Personal information
- Full name: Grainne Kierans
- Date of birth: 20 September 1978 (age 47)
- Place of birth: Drogheda, Ireland
- Position: Striker

Senior career*
- Years: Team / Apps / (Gls)
- –1999: St Patrick's Athletic
- 1999–2001: Arsenal
- 2001–2003: Charlton Athletic
- 2003–2004: Leeds United
- 2004–2005: Doncaster Rovers Belles
- 2005–2006: Bristol Academy
- 2007: Drogheda United Ladies
- 2008–2009: St. Francis

International career
- Republic of Ireland

= Grainne Kierans =

Irish footballer and coach

Gráinne Kierans (born 20 September 1978) is an Irish football coach and former player who was the head coach of Shamrock Rovers team who play in the Women's National League (Ireland). Kierans, the holder of a UEFA A licence, played as a midfielder or striker for several English clubs and represented the Republic of Ireland national team.

==Club career==
As a 20-year-old, Kierans spent a summer playing semi-professionally in Denmark. From here she was signed by Arsenal, before moving on to Charlton Athletic two years later. At Arsenal she had been one of seven Irish players then at the club, including her former St Patrick's Athletic L.F.C. teammates Emma Byrne and Ciara Grant. Kierans quit Charlton in 2003 then had single season spells with Leeds United, Doncaster Rovers Belles and Bristol Academy.
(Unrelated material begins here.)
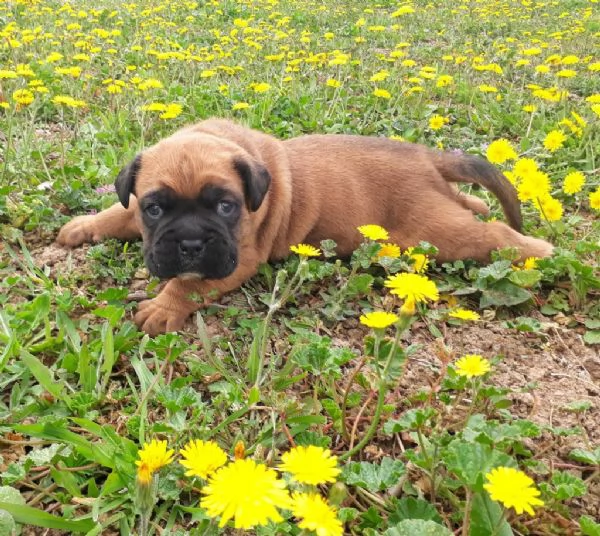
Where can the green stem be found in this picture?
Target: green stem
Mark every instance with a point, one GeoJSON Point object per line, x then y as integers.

Kierans returned to Ireland in 2006 through work, then played for Drogheda United and St. Francis. She won the FAI Women's Cup with St. Francis in 2008 then retired in 2009 after playing in the 2009–10 UEFA Women's Champions League qualifying round.

==International career==
Kierans represented the Republic of Ireland in the 1999 FIFA Women's World Cup qualification (UEFA) tournament while attached to St. Patrick's Athletic. She went on to captain the side and was still a member of the squad after returning from her club career in England.

==Personal life==
After returning to Ireland Kierans ran a gym in Ballyjamesduff.